出家

人生、何もかもが嫌になる事がある。


憎悪や貧困なんかのマイナスの事象が多くて困る、というのが嫌なのは当然だが、愛情が多過ぎて困るとか、お金儲けが多過ぎて困るとかが嫌になる事だってあるだろう。


しかし、人は「あらゆる物と縁を切る」事は本来不可能である。ぶっちゃけ、死ぬしか方法はない。

しかし、死ぬ以外の方法が昔はあった。それが出家である。

社会的な自殺をする事で、人は「あらゆる物と縁を切る」事ができた。


しかし、人はそう簡単に「出家して社会と縁を切る」なんてできない。やっぱ代償は大きいしね。


だから、茶の湯の席が「世俗を離れる」ものなのは、その空間と時間だけでも一種の出家をして「一時的に社会と縁を切ろう」としているのではなかろうか?


茶の湯をはじめた京大阪の商人達は、憎悪や貧困なんかからの逃避ではなく、金儲けの煩わしさとかから逃れたかったんだろうしね。
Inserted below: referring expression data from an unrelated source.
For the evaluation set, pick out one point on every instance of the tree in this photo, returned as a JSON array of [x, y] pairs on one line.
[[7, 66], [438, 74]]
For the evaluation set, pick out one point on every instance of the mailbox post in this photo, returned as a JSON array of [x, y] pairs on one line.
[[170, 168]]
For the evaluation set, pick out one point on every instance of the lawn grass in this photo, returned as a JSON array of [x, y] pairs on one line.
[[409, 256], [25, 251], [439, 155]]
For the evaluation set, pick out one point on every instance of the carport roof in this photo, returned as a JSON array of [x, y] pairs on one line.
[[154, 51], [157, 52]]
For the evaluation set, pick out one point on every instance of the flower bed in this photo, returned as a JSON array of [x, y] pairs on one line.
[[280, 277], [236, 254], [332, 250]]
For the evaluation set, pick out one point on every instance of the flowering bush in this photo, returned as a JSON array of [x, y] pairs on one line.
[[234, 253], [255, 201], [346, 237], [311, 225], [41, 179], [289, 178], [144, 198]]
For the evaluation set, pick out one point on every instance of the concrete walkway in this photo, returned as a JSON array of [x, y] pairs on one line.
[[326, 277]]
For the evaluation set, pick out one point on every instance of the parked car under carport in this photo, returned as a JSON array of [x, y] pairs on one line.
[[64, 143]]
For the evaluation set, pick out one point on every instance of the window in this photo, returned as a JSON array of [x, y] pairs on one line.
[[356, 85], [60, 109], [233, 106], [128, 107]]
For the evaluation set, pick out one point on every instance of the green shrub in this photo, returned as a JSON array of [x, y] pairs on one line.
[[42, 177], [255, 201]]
茶の湯の席の会話は世俗から離さねばならないのは、これが理由だと思う。


古くから茶人達は禅…というか大徳寺に帰依してきた。

脱世俗→出家→禅(大徳寺)という流れだろう。


でも、これって歴史的、慣習的な流れであって、一時的に世俗と縁を切るだけが目的なら、別に宗教に帰依しなくてもできる様な気がする。